Slovakia said on Thursday it had handed over the first four MiG-29 jets it has pledged to Ukraine, with the rest to be delivered in weeks.
A slowdown by Russia in Bakhmut could mean it is diverting its troops and resources to other areas.
Britain said on Thursday that Russian troops had made gains further north this month, partially regaining control over the approaches to the town of Kreminna. Intense battles were also under way further south.
Ukrainian military analyst Oleh Zhdanov agreed with that assessment. He said on YouTube that Russia's attacks on Bakhmut were decreasing, and it was shifting its efforts south to the town of Avdiivka.
Russia's forces have become more active in areas to the north in the Kharkiv and Luhansk regions as well as central Zaporizhzhia and southern Kherson regions, he said.
Zelenskiy had earlier on Thursday continued a tour of front-line provinces, visiting the Kherson region in the south a day after meeting troops near Bakhmut.

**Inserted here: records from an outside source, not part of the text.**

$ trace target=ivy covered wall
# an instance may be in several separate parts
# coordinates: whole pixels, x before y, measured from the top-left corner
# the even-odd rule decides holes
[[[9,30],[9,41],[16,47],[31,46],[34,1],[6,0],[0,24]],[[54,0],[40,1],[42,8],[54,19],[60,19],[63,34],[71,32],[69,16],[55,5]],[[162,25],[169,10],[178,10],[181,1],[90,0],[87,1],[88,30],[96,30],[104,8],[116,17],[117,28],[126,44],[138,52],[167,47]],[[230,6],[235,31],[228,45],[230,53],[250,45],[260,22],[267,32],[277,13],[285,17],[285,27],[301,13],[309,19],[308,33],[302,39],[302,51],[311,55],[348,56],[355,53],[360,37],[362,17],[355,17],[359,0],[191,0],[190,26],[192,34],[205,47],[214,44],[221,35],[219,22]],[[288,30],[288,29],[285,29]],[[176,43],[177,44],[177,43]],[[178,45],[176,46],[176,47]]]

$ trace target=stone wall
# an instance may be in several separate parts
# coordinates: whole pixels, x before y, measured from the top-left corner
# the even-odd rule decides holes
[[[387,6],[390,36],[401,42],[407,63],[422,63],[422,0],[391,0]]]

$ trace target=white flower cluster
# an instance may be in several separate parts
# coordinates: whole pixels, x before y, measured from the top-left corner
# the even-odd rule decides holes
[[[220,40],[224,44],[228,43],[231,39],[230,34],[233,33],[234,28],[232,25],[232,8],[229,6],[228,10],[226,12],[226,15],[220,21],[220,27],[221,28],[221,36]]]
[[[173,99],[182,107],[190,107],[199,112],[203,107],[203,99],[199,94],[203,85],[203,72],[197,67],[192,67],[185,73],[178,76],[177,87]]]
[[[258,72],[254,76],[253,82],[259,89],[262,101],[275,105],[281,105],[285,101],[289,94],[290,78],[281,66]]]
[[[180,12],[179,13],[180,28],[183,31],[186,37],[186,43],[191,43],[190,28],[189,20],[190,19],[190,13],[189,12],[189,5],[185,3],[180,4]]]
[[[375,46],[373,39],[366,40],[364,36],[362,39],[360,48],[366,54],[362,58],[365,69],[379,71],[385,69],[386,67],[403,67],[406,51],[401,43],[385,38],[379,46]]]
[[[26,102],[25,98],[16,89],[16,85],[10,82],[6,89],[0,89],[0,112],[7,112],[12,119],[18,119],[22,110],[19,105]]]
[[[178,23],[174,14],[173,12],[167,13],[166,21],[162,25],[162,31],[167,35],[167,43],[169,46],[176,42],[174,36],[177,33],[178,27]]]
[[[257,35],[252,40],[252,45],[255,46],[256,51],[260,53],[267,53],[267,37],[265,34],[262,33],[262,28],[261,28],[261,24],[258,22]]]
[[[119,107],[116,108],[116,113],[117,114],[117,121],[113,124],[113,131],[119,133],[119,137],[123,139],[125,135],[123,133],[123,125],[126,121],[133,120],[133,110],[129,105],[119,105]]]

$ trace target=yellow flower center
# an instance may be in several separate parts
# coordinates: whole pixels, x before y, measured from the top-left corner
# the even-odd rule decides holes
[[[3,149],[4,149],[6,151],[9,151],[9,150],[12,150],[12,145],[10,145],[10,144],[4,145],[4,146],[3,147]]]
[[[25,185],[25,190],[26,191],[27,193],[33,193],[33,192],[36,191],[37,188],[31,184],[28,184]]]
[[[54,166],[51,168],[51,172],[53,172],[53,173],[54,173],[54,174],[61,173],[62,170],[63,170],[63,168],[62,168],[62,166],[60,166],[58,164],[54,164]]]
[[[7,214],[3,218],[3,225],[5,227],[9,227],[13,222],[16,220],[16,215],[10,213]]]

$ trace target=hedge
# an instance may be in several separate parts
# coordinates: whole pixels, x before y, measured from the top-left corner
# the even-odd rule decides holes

A video showed him meeting residents in Posad Pokrovske, a bombed-out village on the former Kherson front line recaptured in Ukraine's last big advance last year.
Russia invaded Ukraine in February 2022 in what it calls a "special military operation", saying Ukraine's ties to the West were a security threat. Since then, tens of thousands of Ukrainian civilians and soldiers on both sides have been killed.
Russia has destroyed Ukrainian cities and set millions of people to flight. It says it has annexed nearly a fifth of Ukraine. Kyiv and the West call the war an unprovoked assault to subdue an independent country.